It [the ziggurat] is thought to symbolize a mountain; the tower was the high place of the god, the link between earth and heaven. . . . It originated with the Sumerians and the first ziggurats were modest constructions but, by 2000 BC, more imposing examples dominated the great cities of southern Mesopotamia. (Kipfer)

The Sumerians themselves viewed Eridu as the first sacred place of their civilization, also where kingship began (consider Genesis 10:10):

Not long before 3000 BC, the first true cities in the world arose in Mesopotamia. Later Sumerian written tradition names the first place in Sumer, the earliest shrine: Eridu. Lost to the world for over two thousand years, Eridu was identified in 1853 by John Taylor, the British Vice-Consul in Basra who also did pioneering archaeological work at Ur, the city of Abraham. . . .

. . . The Sumerians believed that it [Eridu] was the site of the mound of creation, the first land which rose from the primal sea at the beginning of time. They thought that kingship – that is political society – first came down to earth here. Their myths also describe how the arts of civilization were initially possessed by Eridu before any other city. It originally stood at the edge of a great sea of fresh water stretching out to the south, the Apsu, from which apparently comes our word ‘abyss.’ The great temple here, the most ancient shrine in Sumer, was also named Apsu. (Wood)


The Sumerian King List cites Eridu as the “city of the first kings”, stating, “After the kingship descended from heaven, the kingship was in Eridu” and the city was looked back upon by the various city-states of Mesopotamia as a metropolis of a ‘golden age’ . . . . (Mark, “Eridu”)


The ancients certainly believed Eridu to be the first city . . . while Sumerian scribes maintained that kingship in the land first came from heaven to be established at Eridu. (Mark, “Eridu”)

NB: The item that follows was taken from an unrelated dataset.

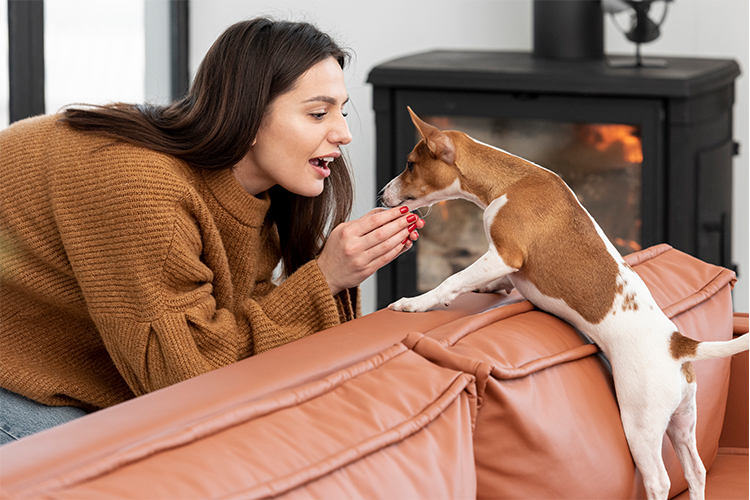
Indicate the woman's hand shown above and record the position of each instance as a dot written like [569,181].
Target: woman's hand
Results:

The city in direct succession to Eridu was Uruk. Uruk also happens to be the city immediately following Babel in Genesis 10:10:

Sixty-five kilometres from Eridu, on the other, sunrise, side of the fickle Buranun River, another settlement grew around another temple. It first became known as Unug, later Uruk in the land of Sumer, which the Hebrews would one day call Erech in the land of Shinar (and some think gave Iraq its present name). (Kriwaczek)


In the Bible, Uruk (Erech) appears in the list of the first four cities mentioned in Genesis after the descendants of Noah began to disperse and settle in “Shinar” or Sumer . . . . (Kennedy, The Essential Archaeological)


At that point [the Uruk Period] Uruk replaced Eridu as main center of urban civilization. This important shift appears to be reflected in the later Sumerian myth “Inanna and Enki” which describes how Inanna, the goddess of Uruk, stole all the arts of civilization from Enki, the god of Eridu. (Beaulieu)


Finally Inanna‐NUN, often translated as Princely‐Inanna (NUN is the sign for “prince”), could also represent Inanna‐of‐Eridu (NUN followed by the determinative KI appears later as the sign for the city of Eridu), possibly reflecting the principal motif of the later myth “Inanna and Enki,” Inanna’s theft of the attributes of civilization from Eridu and their transfer to Uruk. (Beaulieu)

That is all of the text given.